Stites is a clinical psychologist at the Penn Memory Center and senior research investigator for the Penn Project on Precision Medicine for the Brain. Her team's study was published this month in the Journal of Gerontology: Psychological Sciences.

Stites said she believed most patients at Penn, where the people in the study were recruited from, were told their diagnoses, so she was not sure why more than one-third of them were unaware they had mild cognitive impairment or mild Alzheimer's.  An obvious possibility is that they forgot.

In the past, she said, most people were not diagnosed with Alzheimer's disease until they were far more impaired.  By then, many were not aware they were having cognitive problems.  Now, people are more likely to know that changes in the brain start many years before dementia is obvious. New diagnostic techniques are improving doctors' ability to identify changes in cognition earlier and to differentiate among types of dementia.

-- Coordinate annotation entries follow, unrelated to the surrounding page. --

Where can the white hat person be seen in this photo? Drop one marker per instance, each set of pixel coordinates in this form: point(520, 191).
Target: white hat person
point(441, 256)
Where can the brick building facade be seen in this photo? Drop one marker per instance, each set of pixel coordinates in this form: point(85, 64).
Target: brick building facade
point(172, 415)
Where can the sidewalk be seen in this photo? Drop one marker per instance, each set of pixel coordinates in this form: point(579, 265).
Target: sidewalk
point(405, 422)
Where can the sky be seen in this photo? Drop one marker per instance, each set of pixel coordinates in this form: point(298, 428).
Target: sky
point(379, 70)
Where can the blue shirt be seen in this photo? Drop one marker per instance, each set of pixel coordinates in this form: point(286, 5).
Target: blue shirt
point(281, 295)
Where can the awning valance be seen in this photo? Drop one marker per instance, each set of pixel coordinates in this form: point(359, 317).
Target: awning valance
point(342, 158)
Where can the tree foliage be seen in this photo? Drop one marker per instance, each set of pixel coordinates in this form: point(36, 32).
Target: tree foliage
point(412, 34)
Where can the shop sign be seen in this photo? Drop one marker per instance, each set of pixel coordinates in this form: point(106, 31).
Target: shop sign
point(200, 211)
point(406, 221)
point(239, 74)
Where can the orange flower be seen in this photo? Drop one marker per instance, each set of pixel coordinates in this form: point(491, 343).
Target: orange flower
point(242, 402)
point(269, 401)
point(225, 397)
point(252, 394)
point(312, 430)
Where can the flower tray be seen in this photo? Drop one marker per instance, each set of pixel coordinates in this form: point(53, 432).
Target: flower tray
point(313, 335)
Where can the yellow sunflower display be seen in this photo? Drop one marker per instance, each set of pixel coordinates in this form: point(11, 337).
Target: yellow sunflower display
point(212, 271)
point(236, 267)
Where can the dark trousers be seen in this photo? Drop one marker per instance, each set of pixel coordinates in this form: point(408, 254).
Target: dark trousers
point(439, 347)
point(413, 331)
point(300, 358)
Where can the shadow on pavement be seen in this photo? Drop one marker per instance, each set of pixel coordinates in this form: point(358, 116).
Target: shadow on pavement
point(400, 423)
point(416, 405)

Previous work has shown that people who were told they were at high risk for Alzheimer's were distressed initially, but they adjusted.  Stites said patients with a diagnosis might find it harder to recover emotionally because they were experiencing cognitive changes that affected their daily functioning.

So, would it be better not to tell patients their diagnosis? There would be problems with that approach as well, Stites said.  Patients and their families go to doctors because they want an explanation of their problems.  Some feel better when they at least know what's wrong.

Stites said further research was needed to learn what would best help dementia patients psychologically.  In the meantime, she said, it makes sense to acknowledge that this news may be emotionally difficult and to encourage them to talk about how they're feeling.